Le tableau suivant retrace cette évolution (en nombre de personnes admises au titre du regroupement familial ).

1982 1983 1984 1985 1986 1987 1988 1989 Total
Nombre de personnes, dont 372 319 174 189 192 129 148 185 1591
Marocains 130 116 60 37 36 37 34 41 371
Algériens 70 63 47 28 45 20 26 36 335
Portugais 78 49 25 21 35 31 38 47 324

Lors de la constitution du dossier de regroupement familial, l’accent a été mis, à partir d’une grille d’entretien et en marge du dossier proprement dit, sur les raisons qui ont amené les travailleurs à prendre leur décision.

Cela a permis de recueillir un certain nombre d’éléments portant à la fois sur les intentions exprimées, leur « dit », sur les démarches effectuées, leur « pratique », sur les conditions objectives de leur vie en France et sur les liens avec la famille, le pays, la culture.

Ces observations ont porté principalement sur les travailleurs marocains originaires pour la plupart de Taounet.

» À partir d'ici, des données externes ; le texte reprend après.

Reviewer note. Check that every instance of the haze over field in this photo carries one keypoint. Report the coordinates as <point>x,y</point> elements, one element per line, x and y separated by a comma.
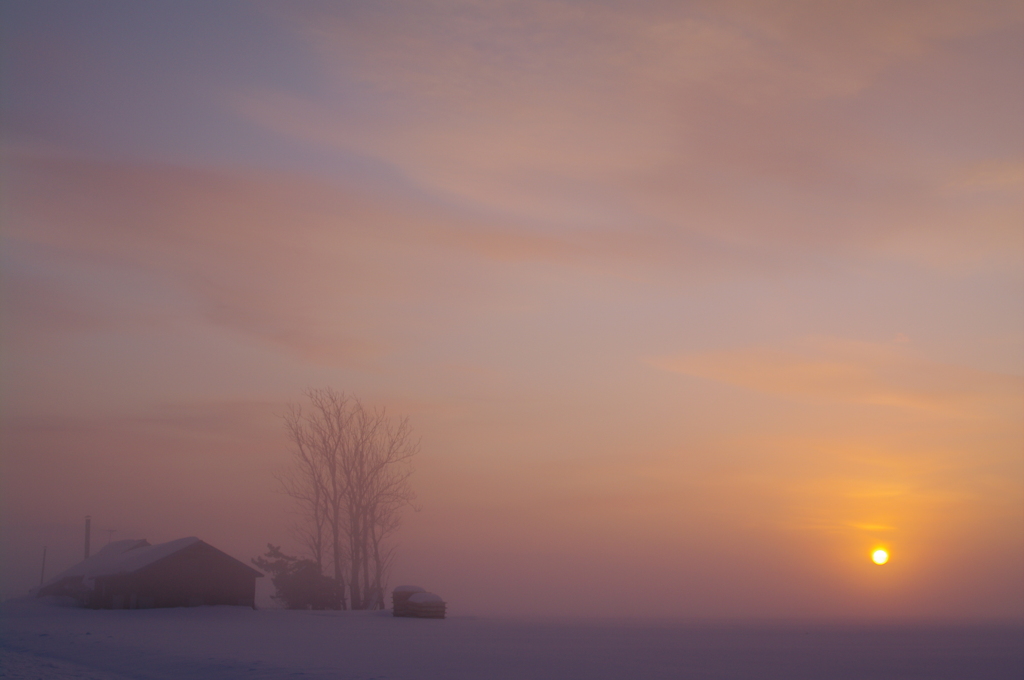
<point>693,304</point>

Ils ont pour dénominateur commun un certain nombre de caractéristiques objectives. La durée moyenne de leur séjour en France est de 10 ans. Ils sont âgés de 35 à 45 ans, et la plupart vit en meublé ou en foyer. (À noter qu’à Dijon on ne dénombre pas moins de 5 foyers pour travailleurs immigrés). Ils ont en moyenne quatre à cinq enfants.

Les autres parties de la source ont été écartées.